20. August 2017 | 19:32 Uhr

Mit dem Rolli über die Elbe

vom
Aus der Redaktion der Norddeutschen Rundschau

Neue Cuxhavenfähre bietet kaum Hindernisse für Rollstuhlfahrer / Problematisch ist lediglich die Situation am Brunsbütteler Terminal

Sie ist durch eine Muskelerkrankung auf den Rollstuhl angewiesen. Jutta Söthje aus Kremperheide kennt die Tücken, die auf Rollifahrer lauern, zur Genüge. „Ich bin in unserer Gemeinde der Rollitester“, sagt sie. Für unsere Zeitung hat die 62-Jährige ausprobiert, wie gut sich die Elbe mit der neuen Fährverbindung überqueren lässt, wenn der Passagier im Rollstuhl unterwegs ist.

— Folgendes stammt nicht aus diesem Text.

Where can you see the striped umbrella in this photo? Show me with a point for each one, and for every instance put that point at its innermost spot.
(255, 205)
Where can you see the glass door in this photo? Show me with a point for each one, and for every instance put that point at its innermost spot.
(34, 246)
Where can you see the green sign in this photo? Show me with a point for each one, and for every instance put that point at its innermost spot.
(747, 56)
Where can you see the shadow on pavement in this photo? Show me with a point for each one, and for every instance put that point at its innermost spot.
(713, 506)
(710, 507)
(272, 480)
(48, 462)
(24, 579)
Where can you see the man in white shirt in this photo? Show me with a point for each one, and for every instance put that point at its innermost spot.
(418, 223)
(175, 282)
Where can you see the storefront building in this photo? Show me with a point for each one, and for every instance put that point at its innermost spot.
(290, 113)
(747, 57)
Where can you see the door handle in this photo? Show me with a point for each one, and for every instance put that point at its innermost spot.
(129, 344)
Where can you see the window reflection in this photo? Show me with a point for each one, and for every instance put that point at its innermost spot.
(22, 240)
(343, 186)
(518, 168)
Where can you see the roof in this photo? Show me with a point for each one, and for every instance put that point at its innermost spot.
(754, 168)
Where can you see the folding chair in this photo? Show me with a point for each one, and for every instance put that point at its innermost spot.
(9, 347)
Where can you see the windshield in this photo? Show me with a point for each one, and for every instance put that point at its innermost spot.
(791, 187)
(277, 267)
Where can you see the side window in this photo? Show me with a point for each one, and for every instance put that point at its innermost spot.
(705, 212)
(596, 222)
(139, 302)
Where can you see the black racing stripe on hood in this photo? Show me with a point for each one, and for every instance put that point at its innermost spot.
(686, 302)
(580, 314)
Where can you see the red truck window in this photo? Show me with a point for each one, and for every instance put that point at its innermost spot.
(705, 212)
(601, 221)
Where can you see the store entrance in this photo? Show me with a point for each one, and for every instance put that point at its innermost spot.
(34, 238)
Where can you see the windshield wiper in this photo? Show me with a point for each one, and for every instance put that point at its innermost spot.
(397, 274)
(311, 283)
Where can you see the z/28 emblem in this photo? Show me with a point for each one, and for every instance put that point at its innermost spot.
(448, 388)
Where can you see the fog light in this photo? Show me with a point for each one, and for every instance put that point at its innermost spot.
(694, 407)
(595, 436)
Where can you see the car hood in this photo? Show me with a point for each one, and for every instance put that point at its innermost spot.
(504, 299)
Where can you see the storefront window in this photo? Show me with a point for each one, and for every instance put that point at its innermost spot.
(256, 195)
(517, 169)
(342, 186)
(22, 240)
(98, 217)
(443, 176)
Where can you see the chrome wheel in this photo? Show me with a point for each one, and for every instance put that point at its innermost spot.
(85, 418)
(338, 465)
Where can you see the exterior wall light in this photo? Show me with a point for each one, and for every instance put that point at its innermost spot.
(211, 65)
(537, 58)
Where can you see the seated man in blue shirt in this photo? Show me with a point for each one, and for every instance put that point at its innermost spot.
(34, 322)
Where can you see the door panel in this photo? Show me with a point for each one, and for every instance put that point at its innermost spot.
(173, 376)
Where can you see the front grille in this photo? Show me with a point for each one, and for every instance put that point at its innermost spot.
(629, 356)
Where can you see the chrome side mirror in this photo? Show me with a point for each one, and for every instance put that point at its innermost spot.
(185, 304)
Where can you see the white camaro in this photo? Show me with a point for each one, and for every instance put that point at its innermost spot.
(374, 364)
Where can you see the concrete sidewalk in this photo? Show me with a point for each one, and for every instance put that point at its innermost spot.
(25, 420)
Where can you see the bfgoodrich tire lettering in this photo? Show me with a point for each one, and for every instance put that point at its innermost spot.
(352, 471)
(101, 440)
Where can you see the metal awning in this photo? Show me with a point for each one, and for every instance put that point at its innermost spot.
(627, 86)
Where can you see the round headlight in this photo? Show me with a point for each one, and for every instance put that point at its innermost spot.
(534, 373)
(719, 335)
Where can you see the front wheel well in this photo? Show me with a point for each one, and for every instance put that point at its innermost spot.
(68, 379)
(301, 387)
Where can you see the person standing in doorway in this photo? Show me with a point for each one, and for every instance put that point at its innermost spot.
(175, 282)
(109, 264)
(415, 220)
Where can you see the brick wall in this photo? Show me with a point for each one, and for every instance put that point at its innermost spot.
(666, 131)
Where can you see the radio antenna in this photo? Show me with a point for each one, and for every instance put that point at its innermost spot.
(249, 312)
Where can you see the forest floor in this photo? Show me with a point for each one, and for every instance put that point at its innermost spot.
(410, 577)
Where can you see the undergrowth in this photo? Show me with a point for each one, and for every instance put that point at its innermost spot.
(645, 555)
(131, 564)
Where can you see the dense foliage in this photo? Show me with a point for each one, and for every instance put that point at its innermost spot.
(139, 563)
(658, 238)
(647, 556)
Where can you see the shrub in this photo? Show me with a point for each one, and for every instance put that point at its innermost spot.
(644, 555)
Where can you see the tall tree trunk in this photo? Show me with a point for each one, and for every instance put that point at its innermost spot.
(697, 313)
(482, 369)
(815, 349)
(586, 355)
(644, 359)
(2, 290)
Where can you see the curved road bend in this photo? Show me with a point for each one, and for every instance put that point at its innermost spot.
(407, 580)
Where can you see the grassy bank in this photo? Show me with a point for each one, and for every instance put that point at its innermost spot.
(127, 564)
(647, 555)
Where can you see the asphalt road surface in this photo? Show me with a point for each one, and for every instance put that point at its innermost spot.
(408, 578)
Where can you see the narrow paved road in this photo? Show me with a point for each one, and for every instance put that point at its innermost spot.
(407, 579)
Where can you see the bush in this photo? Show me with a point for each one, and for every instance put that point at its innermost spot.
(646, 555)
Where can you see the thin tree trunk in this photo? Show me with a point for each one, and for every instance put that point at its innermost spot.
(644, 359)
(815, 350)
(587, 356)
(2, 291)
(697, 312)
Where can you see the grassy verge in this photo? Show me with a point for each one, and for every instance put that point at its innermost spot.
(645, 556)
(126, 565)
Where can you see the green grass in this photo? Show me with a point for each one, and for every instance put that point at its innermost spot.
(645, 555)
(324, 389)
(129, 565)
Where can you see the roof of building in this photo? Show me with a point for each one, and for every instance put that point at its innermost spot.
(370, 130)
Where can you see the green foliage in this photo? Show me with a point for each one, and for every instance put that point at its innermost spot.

„Ein Ausflug mit Elektrorollstuhl (E-Rolli) und Hund kann schon zu einem Abenteuer werden, darum mache ich einen Tagesausflug und teste die neue Fährverbindung der Elb-Link Reederei GmbH zwischen Brunsbüttel-Cuxhaven. Vorsichtshalber nehme ich zwei Männer zur Unterstützung mit.

An der Fähre angekommen, muss ich zum Glück nicht auf der feuchten Wiese parken, sondern darf zu den zwei, zwar nicht ausgeschilderten, aber gekennzeichneten Behindertenparkplätzen fahren, die sich leider als viel zu klein herausstellen. Nach dem Kartenkauf (ermäßigte Preise) muss ich mich von meinen Begleitern trennen, denn während die Männer die Treppe über den Deich benutzen können, muss ich mit dem E-Rolli die längere Autozufahrt benutzen, aber zum Glück stehen die Autos ja noch auf Warteposition.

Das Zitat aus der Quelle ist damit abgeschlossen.